Wednesday, July 15, 2009

New Murphline San Onofre Feature - Premium Users ONLY

18 comments:

the Administrator said...

Puttzle, you're making bock beer here, you know, scraping the bottem of the barrell.

San Onofre said...

Murph's trying to tell us something.

Captain Fritz said...

Murphy and his wife are lying in bed trying to sleep, kept up by the neighbor's dog barking like mad in the garden.

"To hell with this!" Murphy says and storms off.

Five minutes later he comes back upstairs and his wife asks "What did you do?"

Murphy replies "I've put the little bugger in our garden... let's see how they like it!!"

Anonymous said...

You must think we are reall dumb.

Anonymous said...

What line.
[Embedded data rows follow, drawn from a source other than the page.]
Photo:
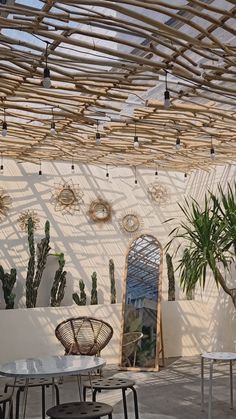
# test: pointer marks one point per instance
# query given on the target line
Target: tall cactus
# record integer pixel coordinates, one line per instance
(33, 278)
(8, 282)
(80, 299)
(171, 278)
(31, 264)
(94, 294)
(112, 281)
(59, 283)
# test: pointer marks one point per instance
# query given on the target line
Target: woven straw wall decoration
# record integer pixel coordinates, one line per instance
(131, 222)
(5, 204)
(100, 210)
(67, 197)
(23, 219)
(158, 193)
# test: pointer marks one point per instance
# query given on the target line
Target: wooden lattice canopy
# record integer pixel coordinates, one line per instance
(109, 62)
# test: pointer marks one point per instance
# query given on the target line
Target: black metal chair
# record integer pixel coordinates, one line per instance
(6, 398)
(42, 382)
(80, 410)
(113, 383)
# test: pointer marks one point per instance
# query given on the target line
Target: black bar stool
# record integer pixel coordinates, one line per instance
(80, 410)
(4, 399)
(42, 382)
(114, 384)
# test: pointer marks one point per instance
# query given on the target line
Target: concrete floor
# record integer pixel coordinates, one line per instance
(172, 393)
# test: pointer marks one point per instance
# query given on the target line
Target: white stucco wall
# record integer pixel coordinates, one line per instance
(88, 247)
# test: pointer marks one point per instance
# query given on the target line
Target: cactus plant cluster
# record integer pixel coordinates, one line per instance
(59, 283)
(34, 276)
(8, 282)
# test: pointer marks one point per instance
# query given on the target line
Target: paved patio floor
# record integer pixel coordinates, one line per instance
(172, 393)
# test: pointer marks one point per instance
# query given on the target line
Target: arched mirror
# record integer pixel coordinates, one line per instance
(141, 309)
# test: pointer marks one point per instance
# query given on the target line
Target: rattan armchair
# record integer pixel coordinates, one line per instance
(83, 335)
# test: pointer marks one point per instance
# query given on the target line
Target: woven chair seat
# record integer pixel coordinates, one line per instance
(33, 382)
(5, 397)
(80, 410)
(110, 383)
(83, 335)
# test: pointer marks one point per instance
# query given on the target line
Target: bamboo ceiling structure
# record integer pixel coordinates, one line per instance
(108, 62)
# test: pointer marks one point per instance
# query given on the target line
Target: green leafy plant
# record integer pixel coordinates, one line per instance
(80, 299)
(34, 276)
(112, 281)
(59, 283)
(209, 240)
(94, 294)
(8, 282)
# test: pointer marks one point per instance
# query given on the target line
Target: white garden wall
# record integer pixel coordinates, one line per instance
(88, 247)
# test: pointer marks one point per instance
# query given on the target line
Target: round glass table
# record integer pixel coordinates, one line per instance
(51, 366)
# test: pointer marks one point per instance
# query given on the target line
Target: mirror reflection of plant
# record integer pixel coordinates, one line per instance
(94, 293)
(59, 283)
(209, 237)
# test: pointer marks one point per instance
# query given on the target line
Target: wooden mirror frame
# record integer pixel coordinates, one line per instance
(159, 338)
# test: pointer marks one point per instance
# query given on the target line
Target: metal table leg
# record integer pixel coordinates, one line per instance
(210, 389)
(202, 383)
(231, 385)
(25, 397)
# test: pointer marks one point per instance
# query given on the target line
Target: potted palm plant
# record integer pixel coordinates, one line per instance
(208, 240)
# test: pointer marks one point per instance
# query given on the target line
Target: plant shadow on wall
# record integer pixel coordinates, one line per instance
(208, 241)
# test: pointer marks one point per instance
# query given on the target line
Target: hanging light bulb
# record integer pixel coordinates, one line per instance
(72, 167)
(46, 72)
(1, 166)
(212, 150)
(136, 141)
(178, 144)
(4, 124)
(135, 176)
(53, 128)
(166, 95)
(53, 125)
(40, 168)
(98, 135)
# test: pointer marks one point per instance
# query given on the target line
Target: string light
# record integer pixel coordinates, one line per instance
(46, 72)
(166, 94)
(98, 136)
(1, 166)
(178, 144)
(72, 167)
(53, 125)
(40, 168)
(4, 124)
(135, 176)
(136, 141)
(212, 150)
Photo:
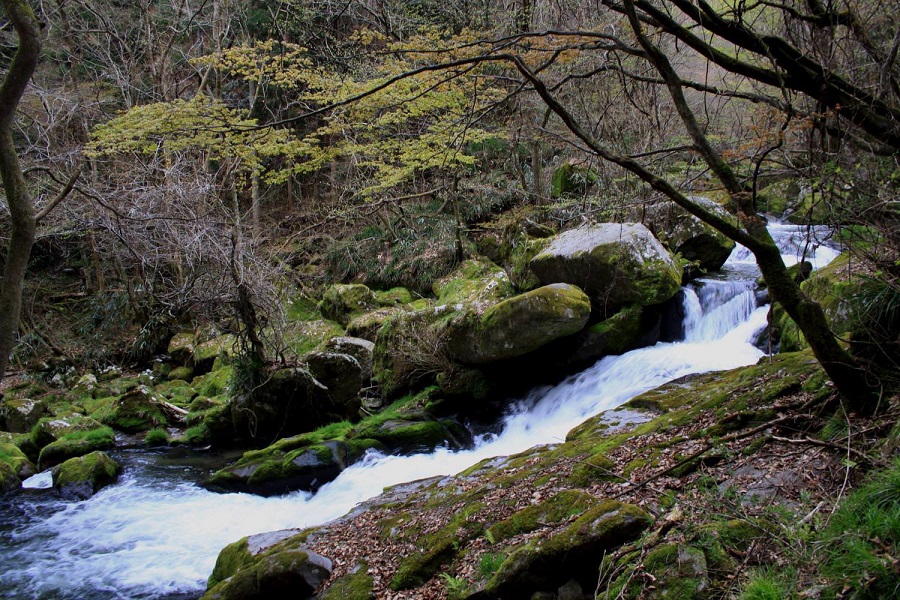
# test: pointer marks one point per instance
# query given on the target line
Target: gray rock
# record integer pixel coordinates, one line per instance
(340, 373)
(615, 264)
(360, 349)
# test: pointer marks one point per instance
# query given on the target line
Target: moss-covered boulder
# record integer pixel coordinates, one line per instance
(342, 375)
(558, 508)
(181, 348)
(366, 325)
(213, 353)
(615, 264)
(475, 284)
(76, 443)
(285, 467)
(520, 324)
(19, 415)
(571, 178)
(341, 302)
(673, 571)
(302, 337)
(9, 480)
(835, 291)
(685, 234)
(287, 402)
(414, 432)
(82, 477)
(361, 349)
(50, 429)
(136, 411)
(574, 551)
(271, 565)
(13, 461)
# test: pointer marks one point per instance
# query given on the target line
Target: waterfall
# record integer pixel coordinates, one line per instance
(155, 534)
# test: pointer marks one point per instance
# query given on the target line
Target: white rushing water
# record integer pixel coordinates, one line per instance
(154, 534)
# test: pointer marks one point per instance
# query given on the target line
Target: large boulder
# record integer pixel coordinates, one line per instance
(139, 410)
(615, 264)
(82, 477)
(269, 565)
(288, 465)
(547, 564)
(685, 234)
(51, 429)
(9, 481)
(361, 349)
(77, 443)
(341, 302)
(19, 415)
(341, 374)
(520, 324)
(288, 401)
(475, 284)
(12, 456)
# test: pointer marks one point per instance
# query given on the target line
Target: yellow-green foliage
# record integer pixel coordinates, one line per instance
(204, 125)
(411, 124)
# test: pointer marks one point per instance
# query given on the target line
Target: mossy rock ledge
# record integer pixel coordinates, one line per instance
(685, 234)
(578, 548)
(520, 325)
(82, 477)
(615, 264)
(268, 565)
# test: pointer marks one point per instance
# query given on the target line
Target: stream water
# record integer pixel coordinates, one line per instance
(156, 534)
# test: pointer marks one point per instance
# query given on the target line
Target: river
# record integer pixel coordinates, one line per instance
(156, 534)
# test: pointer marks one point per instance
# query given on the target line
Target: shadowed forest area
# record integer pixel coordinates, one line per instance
(313, 230)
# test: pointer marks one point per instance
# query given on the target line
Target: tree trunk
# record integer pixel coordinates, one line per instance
(21, 208)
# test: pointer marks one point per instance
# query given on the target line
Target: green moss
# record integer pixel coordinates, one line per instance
(594, 469)
(96, 469)
(231, 558)
(214, 383)
(557, 509)
(474, 282)
(394, 296)
(441, 547)
(156, 437)
(75, 443)
(15, 458)
(356, 584)
(305, 336)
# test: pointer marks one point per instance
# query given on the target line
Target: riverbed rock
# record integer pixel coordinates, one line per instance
(288, 465)
(136, 411)
(19, 415)
(181, 348)
(547, 564)
(361, 349)
(342, 375)
(266, 566)
(12, 455)
(75, 444)
(520, 324)
(213, 353)
(82, 477)
(341, 302)
(615, 264)
(474, 285)
(683, 233)
(50, 429)
(287, 402)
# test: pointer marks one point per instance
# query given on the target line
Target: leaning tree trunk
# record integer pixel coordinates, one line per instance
(21, 208)
(849, 377)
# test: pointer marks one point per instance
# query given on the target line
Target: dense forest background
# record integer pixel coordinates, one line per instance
(227, 151)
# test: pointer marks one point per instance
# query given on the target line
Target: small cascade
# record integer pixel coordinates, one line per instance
(156, 535)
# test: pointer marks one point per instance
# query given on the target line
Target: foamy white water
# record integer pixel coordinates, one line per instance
(155, 535)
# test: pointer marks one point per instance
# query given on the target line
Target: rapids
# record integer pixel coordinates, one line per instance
(156, 534)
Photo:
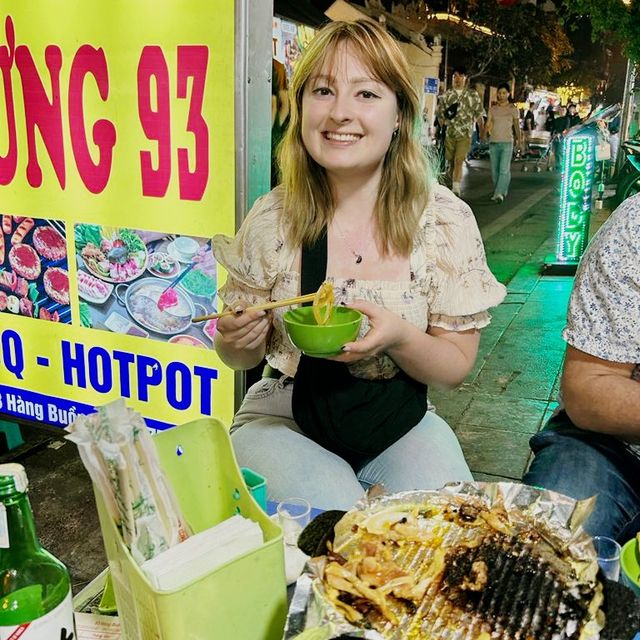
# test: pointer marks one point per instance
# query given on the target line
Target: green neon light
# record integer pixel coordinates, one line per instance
(575, 197)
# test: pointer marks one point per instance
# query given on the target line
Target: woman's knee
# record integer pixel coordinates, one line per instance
(427, 457)
(294, 465)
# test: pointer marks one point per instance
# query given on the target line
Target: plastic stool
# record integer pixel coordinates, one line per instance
(12, 434)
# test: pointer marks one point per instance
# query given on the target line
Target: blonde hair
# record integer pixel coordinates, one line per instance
(406, 174)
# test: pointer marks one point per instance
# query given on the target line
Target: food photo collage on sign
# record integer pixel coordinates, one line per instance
(129, 281)
(34, 280)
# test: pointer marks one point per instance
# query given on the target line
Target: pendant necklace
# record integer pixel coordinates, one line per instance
(359, 256)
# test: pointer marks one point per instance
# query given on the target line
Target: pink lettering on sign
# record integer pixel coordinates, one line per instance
(94, 175)
(155, 119)
(93, 143)
(9, 161)
(41, 112)
(192, 63)
(155, 116)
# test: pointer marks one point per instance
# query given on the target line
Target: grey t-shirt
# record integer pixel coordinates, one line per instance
(604, 310)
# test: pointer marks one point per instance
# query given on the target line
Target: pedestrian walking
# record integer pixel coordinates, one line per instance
(503, 123)
(459, 109)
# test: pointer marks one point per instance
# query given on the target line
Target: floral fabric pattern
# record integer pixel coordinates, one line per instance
(449, 284)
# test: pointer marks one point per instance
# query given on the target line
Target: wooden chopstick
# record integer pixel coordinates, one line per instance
(259, 307)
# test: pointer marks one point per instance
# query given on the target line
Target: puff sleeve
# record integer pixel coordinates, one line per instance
(463, 288)
(254, 257)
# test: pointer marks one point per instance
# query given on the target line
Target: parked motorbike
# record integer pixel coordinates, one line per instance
(629, 176)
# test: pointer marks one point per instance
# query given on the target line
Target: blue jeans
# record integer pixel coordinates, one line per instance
(266, 438)
(500, 154)
(583, 463)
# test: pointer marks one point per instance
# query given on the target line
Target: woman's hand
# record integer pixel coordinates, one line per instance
(385, 331)
(245, 330)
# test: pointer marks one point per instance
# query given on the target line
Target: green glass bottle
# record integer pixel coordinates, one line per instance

There is no line is there?

Anonymous said...

I always knew Murphy was higher than a kite!

fritz said...

"He is not only dull himself;
He is the cause of dullness in others."

mae west said...

"His mother should have thrown him away and kept the stork."

LARRY said...

I'm On FACEBOOK Now!

Google account said...

You're killing me Larry!

My Face said...

My name is Larry
My name is Larry
I have a mother,
Her name is Mother.
Hi Mother, Hi, I love you Mother.
I'll always love you, Mother.

My name is Larry
My name is Larry
I have a sister
Her name is Joyce

My name is Larry
I have a grandfather
His name is Grandpa
Hi, Grandpa
Remember Grandpa, when I used to go over to the house and you wouldn't
let me go into the um, into the um, kitchen with the rest of the family.
Remember that, Grandpa?

Grandpa: Oh yes, Larry, you were a nice boy
and stay away from us.
When we want you to come over, I'll get a hold of your mother
and I'll call her up and you can come over, OK.

My name is Larry
My name is Larry
I have an uncle
His name is Bob
Hi, Bob, Bob
I like you a Bob
You're an artist and I like you a lot

Uncle Bob: Larry, I like you a lot too, you're a nice boy.

My name is Larry
My name is Larry
I have an auntie
Her name is Becky
Hi, Auntie Becky

Auntie Becky: Hi Larry, ha

My name is Larry
My name is Larry
I have an auntie
Her name is Auntie Estelle
Hi, Auntie Estelle, Hi

My name is Larry
My name is Larry
I have a brother,
His name is David
Hi David, David
You know I talked about you on my album on the
Wild Man Fischer story and could you say a few words.

David: I'm a Certified Public Accountant
And my brother Larry is the worst singer, one of the worst singers there ever was. And I can not see how in the world, with knowing him anything is possible, knowing him, 'cause I used to hear him sing all day long.

My name is Larry
My name is Larry
I have a cousin
His name is Harvey
Hi, Harvey

My name is Larry
My name is Larry
My name is Larry
My name is Larry
My name is Larry
My name is Larry

larry coronary said...

Dear Mr.My Face, you mustn't criticize a man unless you've walked a mile in his moccasins. Thank you.

blog doctor said...

The patient is terminal.

sooth sayer said...

Doctor, AAMOF you can stick a fork in him, he's done.

Murphy said...

My name is Murphy
My name is Murphy
My name is Murphy
My name is Murphy
My name is Murphy
My name is Murphy

Anonymous said...

Hooray for Murphy,
Hooray at last
Hooray for Murphy
He's a horse's ass.

Anonymous said...

Murphless, gues what. Tey'vejacked up toll road prices mega big time. You're not gonna' like it, not at all. From here to
inland Empire is going to cost a furtune. Who cares, I don't no knowbody from there. I'm concerned annual pass is skyrocketing to $300.99 per annum. One good thing it'll clear out the rug salespeople and you know who they are.

Anonymous said...

In anonymous#4's defence, His mother threw away the baby and kept the afterbirth.